(rahaeli) For those of you who don't speak geek, I'll do a translation and explanation of some of the geek terms that are probably going to be thrown around over the next few hours!
(For those of you who do speak geek: yeah, I know, I'm oversimplifying in a lot of cases.)
BigIP: The BigIP is a piece of hardware that sits at the very front of our network, and acts as the doorman. When a request knocks on our door, the BigIP finds the webserver that's least busy and says "hey, go over there." Of course, it works a heck of a lot faster than any person could.
CAPTCHA: Stands for "Completely Automated Public Turing Test to Tell Computers and Humans Apart". (Yeah, I know, the acronym and the expansion don't quite match.) These are those little "prove you're a human" graphics you see when you create a new account or sometimes when you comment anonymously. There's a very slight chance that we might run out of pre-stored captchas during the move, which means that people might not be able to create accounts or comment anonymously, since the job that makes more of them won't be running.
cron / cron job: A cron job is like an automated set of instructions that'll run at a set time. We use cron jobs to schedule maintenance tasks. Most of them are invisible to you guys, but some examples are things like the emails that go out to warn people whose accounts are about to expire. We schedule those to run on a regular basis, so nobody has to manually sit there and send out all those emails. Part of the move is making sure that all the cron jobs are running on the right machines at the right time.
DNS: DNS stands for "Domain Name Service". It's what your computer uses to know that requests for "http://www.livejournal.com" should come to our computers, but "http://www.google.com" should go to Google, for instance.
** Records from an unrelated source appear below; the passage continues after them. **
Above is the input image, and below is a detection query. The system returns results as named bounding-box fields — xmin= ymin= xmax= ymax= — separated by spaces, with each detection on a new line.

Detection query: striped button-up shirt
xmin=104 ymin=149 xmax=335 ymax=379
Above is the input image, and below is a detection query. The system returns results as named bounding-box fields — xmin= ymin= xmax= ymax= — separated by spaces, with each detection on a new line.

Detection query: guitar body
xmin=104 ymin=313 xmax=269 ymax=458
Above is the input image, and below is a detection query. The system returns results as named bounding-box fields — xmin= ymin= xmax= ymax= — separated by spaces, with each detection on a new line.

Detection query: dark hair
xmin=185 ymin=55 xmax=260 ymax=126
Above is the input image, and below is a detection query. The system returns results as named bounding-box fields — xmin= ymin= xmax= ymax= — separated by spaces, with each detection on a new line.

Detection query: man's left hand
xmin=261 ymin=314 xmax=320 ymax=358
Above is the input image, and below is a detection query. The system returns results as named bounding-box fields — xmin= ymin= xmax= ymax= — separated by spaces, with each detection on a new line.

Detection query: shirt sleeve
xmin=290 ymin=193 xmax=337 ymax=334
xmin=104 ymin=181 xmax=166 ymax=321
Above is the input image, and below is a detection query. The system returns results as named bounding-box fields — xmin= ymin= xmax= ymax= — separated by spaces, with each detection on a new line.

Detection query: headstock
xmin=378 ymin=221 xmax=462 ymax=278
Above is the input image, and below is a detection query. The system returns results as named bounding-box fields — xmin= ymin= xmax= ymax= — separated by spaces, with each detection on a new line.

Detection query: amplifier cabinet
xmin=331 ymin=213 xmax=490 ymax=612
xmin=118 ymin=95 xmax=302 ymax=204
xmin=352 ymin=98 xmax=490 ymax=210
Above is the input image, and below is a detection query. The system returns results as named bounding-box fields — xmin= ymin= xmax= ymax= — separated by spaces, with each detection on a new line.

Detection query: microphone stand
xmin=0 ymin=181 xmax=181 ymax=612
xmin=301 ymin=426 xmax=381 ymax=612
Part of what we're doing tonight is the Internet equivalent of filling out a "change of address" card with the post office -- telling all the "address books" on the Internet that we've moved.
IP address: Your IP address is what distinguishes your computer from every other community on the Internet. Every machine on the Internet has an IP address. DNS (see above) is what maps an IP address to a domain name. Because we're switching to a new provider, our IP address is changing, which means that we're going to have to broadcast a new IP address through DNS.
mailgate: This is the process that handles all the mail coming into LiveJournal and makes sure that it goes where it needs to go. It handles things like emailed Support requests, picture posts, mobile posts, etc.
memcache/memcached: Memcache is something that we came up with to store the most-frequently-used data in our servers' memory, instead of having to load it all from the database every time someone needs it. We do this because reading from memory is fast, and reading from the database's disks is slow. Of course, we're talking about fractions of a second, but when we're dealing with eight million of you, fractions of a second add up quickly!
mogile: In traditional LiveJournal fashion, we couldn't find a file arrangement system that we liked, so we wrote our own! MogileFS -- an anagram of "omg files" -- is what stores and retrieves all of our data files, like userpics and phone posts. Of course, it's a little more complicated than just your hard drive ...
nfs: NFS is a way of making sure that a bunch of different computers on a network can share a single bunch of files. It basically pretends that a hard drive on a different computer is really on your computer. That way, we can have all of the LJ files in one place, and all the other computers on the network can use that server, instead of having to copy files all over to our hundreds of different web servers.
perlbal: If the BigIP is the hardware doorman of the network, perlbal (short for "perl balancer" -- perl is the computer language it's written in) is the software doorman. It's a piece of software that takes all the connections in and makes sure that they go to the right place.
replication: When you've got two databases talking to each other, replication is the process of them sharing information back and forth. There are a bunch of different possible database configurations, but in all of them, data is passed back and forth pretty regularly. Part of tonight's move involves starting and stopping replication back and forth from various databases.
smtp: Stands for Simple Mail Transport Protocol. This is what handles all the mail going out -- comment notification emails, Support request responses, and mail to your @livejournal.com email.
ttl: Time To Live. To really explain this I'd have to draw pictures! It's a setting that you can use in your DNS server configuration, to tell your DNS server how long to cache the answer. Basically, when your computer asks "Hey, if I want to go to www.livejournal.com, what IP address does that correspond to?", the server says "Here's the address!" It doesn't do that every time, though, to make things faster -- it saves the answer for later. By setting a low TTL, we make it go back and look up the real answer more frequently, in case it changes. Part of tonight involves setting a low TTL. Kind of like your pesky little brother -- every five minutes, it's going to poke us and whine, "Hey, didja move yet? Didja move yet? Didja mooooooove yet?"
And there you have it! If our engineers wind up using any terms that I haven't covered, I'll hop in and try to define them.